River gauge level is a REALLY complicated topic. The width of the river and gradient have a huge impact on how the difficulty changes.  

Sometimes rivers get easier when the water rises. The Upper Chattahoochee @ Highway 115 is easier at 3' on the Leaf Gauge than it is at 2'. The rocky technical nature of the river straightens out and is replaced by bigger waves. 

On narrow rivers, it doesn't take much water to turn an easy river into an advanced whitewater run. You can't judge a river by the put in, so if you aren't sure ask somebody that knows.


----------



## Apex Predator

Here is another great site for you guys!  One I refer to alot near the coast.

http://water.weather.gov/ahps2/hydrograph.php?wfo=jax&gage=evrg1


----------



## Reel Big-uns

Here is a link to a page, on the same site, that is in the OP that I like to use.

http://waterdata.usgs.gov/ga/nwis/rt

When it opens click on the colored dot at the area you want to check on. You can also change the State, at the top of the page. Also, look for this when that page opens.


----------



## markland

Hey about time to update this sticky with some good apps for guys to use on their cell phones.


----------



## RamblinWreck

Good info. Are there any good apps?

BTW "Gauge" is spelled wrong in yer title.


----------



## Phoda

Refreshing this old sticky and wanted to parrot RamblinWreck's question... Have there been any good apps developed that present the USGS water data?


----------



## Yakman22

Phoda said:


> Refreshing this old sticky and wanted to parrot RamblinWreck's question... Have there been any good apps developed that present the USGS water data?

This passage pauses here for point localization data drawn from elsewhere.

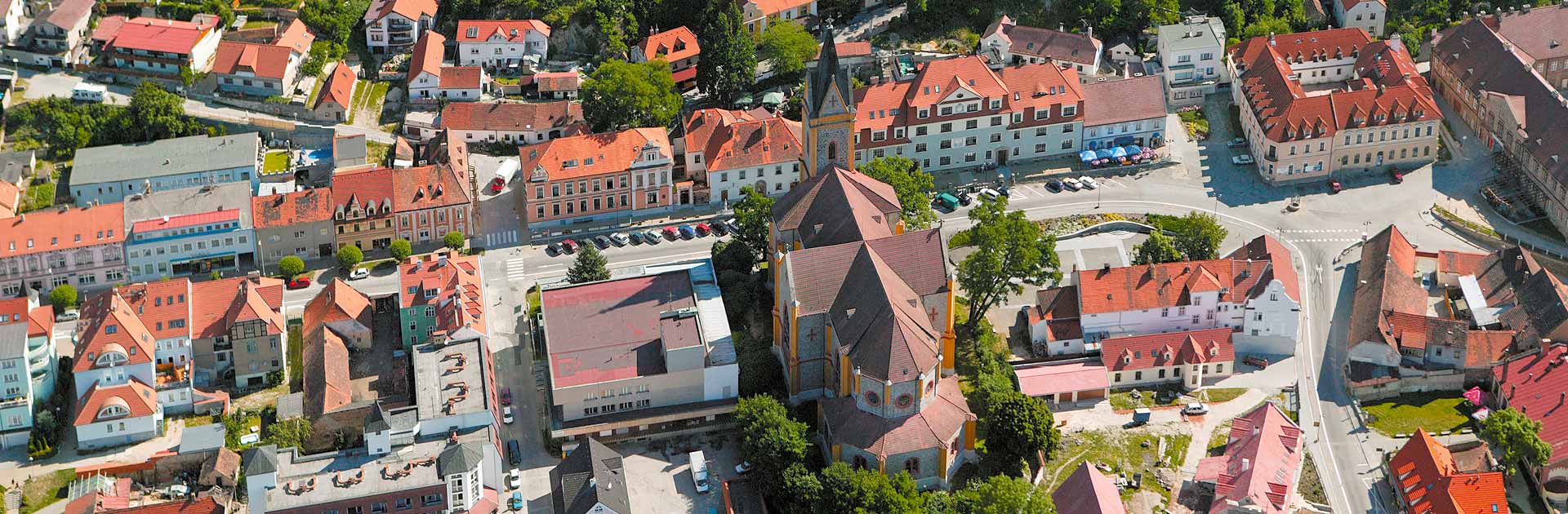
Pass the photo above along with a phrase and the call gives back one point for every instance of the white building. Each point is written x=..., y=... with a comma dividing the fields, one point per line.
x=496, y=44
x=1192, y=59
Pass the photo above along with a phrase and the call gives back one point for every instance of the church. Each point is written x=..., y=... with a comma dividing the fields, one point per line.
x=862, y=316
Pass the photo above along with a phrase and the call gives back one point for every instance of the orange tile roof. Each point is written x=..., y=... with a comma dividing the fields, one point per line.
x=511, y=30
x=610, y=153
x=134, y=395
x=1432, y=483
x=68, y=228
x=664, y=44
x=429, y=54
x=281, y=210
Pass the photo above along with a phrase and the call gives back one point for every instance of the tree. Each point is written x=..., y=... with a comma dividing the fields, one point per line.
x=63, y=298
x=1002, y=494
x=350, y=256
x=1200, y=236
x=402, y=250
x=910, y=182
x=1518, y=436
x=729, y=55
x=621, y=95
x=291, y=265
x=1156, y=250
x=753, y=214
x=1007, y=246
x=787, y=47
x=770, y=439
x=1018, y=427
x=590, y=267
x=453, y=240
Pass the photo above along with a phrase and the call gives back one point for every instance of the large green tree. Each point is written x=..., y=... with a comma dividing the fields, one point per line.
x=1200, y=236
x=1156, y=250
x=755, y=215
x=1018, y=427
x=1009, y=246
x=590, y=267
x=910, y=182
x=770, y=439
x=623, y=95
x=729, y=55
x=1518, y=436
x=787, y=47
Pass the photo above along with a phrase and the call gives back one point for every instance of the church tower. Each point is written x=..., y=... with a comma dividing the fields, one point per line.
x=828, y=112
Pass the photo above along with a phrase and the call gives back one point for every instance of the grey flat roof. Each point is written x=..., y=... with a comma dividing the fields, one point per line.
x=190, y=201
x=163, y=157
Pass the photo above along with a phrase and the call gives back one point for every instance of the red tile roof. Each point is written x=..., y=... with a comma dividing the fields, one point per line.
x=1432, y=483
x=1087, y=493
x=461, y=78
x=1062, y=378
x=281, y=210
x=509, y=30
x=662, y=46
x=68, y=228
x=610, y=153
x=429, y=54
x=223, y=215
x=933, y=427
x=158, y=35
x=511, y=117
x=134, y=395
x=1165, y=350
x=1259, y=463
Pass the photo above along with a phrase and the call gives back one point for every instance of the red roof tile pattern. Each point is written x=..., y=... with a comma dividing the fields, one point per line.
x=608, y=153
x=134, y=395
x=69, y=228
x=158, y=35
x=671, y=46
x=1089, y=493
x=289, y=209
x=509, y=30
x=511, y=117
x=838, y=206
x=1259, y=461
x=933, y=427
x=1432, y=483
x=608, y=331
x=1062, y=378
x=1045, y=42
x=1167, y=350
x=1388, y=91
x=429, y=54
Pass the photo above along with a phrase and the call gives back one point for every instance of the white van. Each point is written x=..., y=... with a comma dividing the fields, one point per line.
x=698, y=471
x=88, y=93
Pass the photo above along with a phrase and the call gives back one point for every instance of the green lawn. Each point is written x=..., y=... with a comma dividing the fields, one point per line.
x=46, y=490
x=1129, y=452
x=1437, y=413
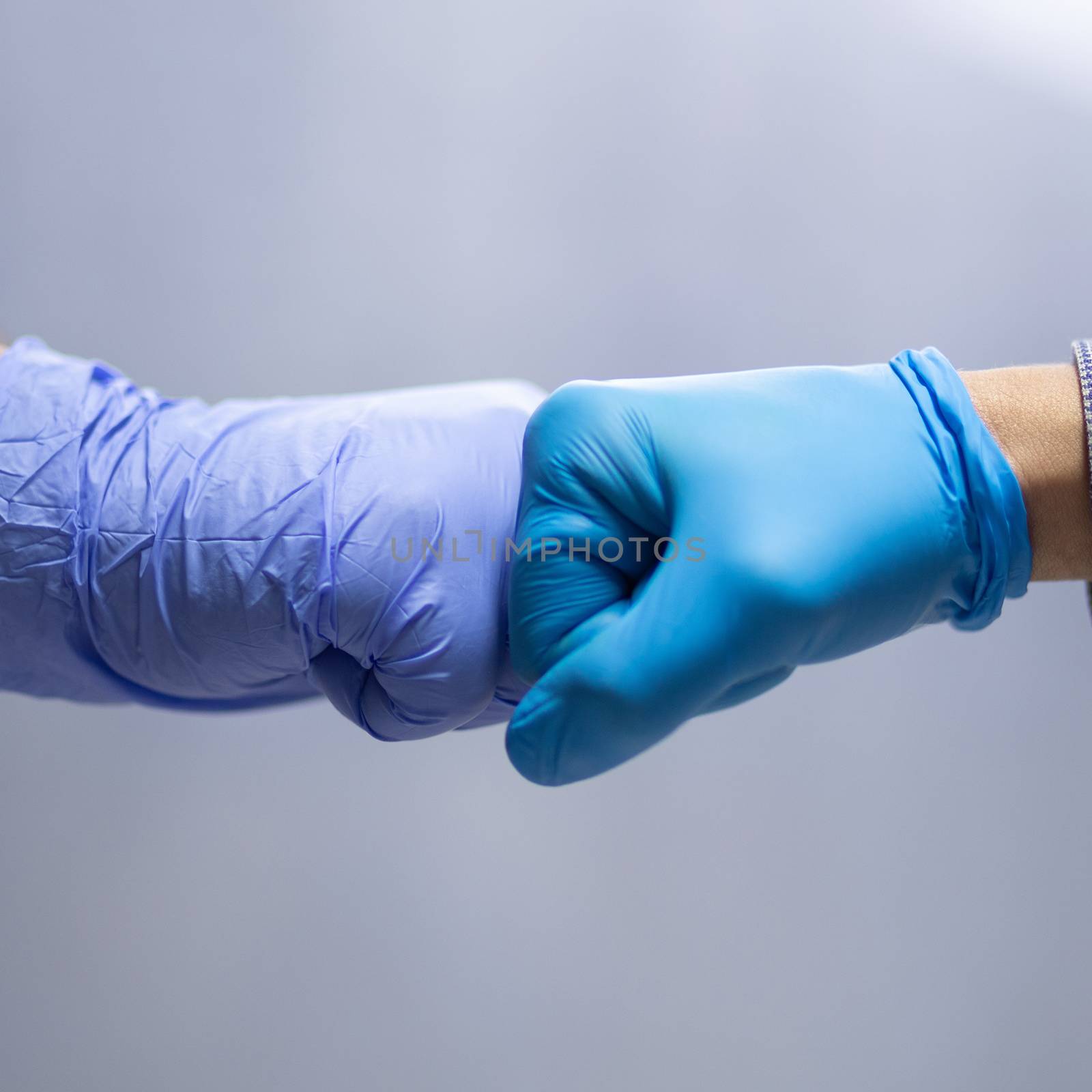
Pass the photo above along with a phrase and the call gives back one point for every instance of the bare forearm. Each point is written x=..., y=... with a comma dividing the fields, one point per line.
x=1037, y=415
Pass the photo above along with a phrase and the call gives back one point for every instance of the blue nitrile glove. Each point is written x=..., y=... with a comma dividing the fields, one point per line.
x=814, y=513
x=251, y=551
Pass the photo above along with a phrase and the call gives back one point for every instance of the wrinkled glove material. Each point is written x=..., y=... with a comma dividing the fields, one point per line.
x=815, y=513
x=229, y=556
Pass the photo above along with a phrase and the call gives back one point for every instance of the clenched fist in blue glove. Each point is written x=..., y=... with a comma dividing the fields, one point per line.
x=218, y=557
x=693, y=541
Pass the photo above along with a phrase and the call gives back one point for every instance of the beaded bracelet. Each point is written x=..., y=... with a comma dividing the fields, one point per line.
x=1082, y=358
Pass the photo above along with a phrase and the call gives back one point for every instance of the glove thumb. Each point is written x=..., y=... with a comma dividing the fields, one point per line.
x=647, y=665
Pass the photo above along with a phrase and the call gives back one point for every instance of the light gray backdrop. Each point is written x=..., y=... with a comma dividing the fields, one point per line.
x=876, y=878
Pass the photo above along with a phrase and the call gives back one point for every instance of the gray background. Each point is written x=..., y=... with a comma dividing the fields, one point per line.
x=875, y=878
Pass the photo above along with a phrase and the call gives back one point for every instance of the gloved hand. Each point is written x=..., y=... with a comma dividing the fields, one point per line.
x=253, y=551
x=814, y=513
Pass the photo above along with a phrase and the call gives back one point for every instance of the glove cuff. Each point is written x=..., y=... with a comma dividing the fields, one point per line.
x=982, y=478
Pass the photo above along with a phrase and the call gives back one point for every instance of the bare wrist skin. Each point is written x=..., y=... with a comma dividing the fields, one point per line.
x=1037, y=415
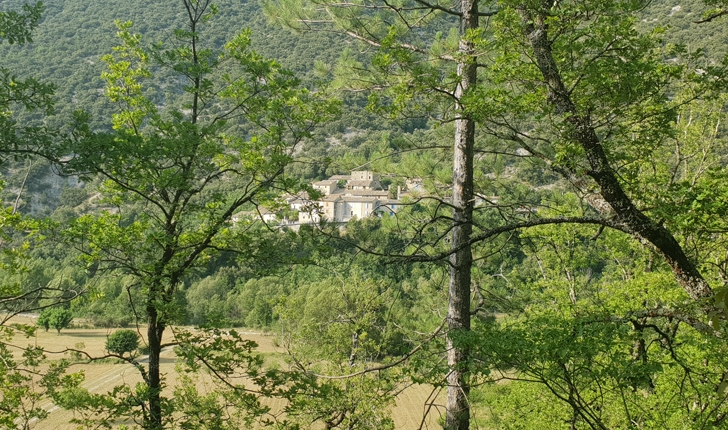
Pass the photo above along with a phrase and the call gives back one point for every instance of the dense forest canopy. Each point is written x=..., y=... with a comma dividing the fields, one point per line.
x=557, y=258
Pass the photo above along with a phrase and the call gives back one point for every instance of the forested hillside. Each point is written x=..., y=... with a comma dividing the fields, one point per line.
x=557, y=259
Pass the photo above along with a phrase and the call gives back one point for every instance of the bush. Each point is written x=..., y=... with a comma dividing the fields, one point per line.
x=123, y=341
x=56, y=318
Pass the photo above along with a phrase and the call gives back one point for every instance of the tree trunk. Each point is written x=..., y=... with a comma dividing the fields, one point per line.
x=583, y=132
x=461, y=261
x=153, y=421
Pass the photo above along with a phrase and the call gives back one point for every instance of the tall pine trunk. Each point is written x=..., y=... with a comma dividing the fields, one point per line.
x=461, y=260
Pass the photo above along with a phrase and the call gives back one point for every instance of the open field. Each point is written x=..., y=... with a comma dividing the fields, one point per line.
x=408, y=412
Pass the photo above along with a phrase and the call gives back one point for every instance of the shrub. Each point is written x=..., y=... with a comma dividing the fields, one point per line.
x=123, y=341
x=56, y=318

I use one called River App, i like it pretty good


----------



## timberdawg1985

Phoda said:


> Refreshing this old sticky and wanted to parrot RamblinWreck's question... Have there been any good apps developed that present the USGS water data?


I use an app called River Data.    I have found it to be quite helpful. A landowner that I work with put me onto it.


----------



## fishmonger

I use an app found at Riverflows.net. Free and good for Android.


----------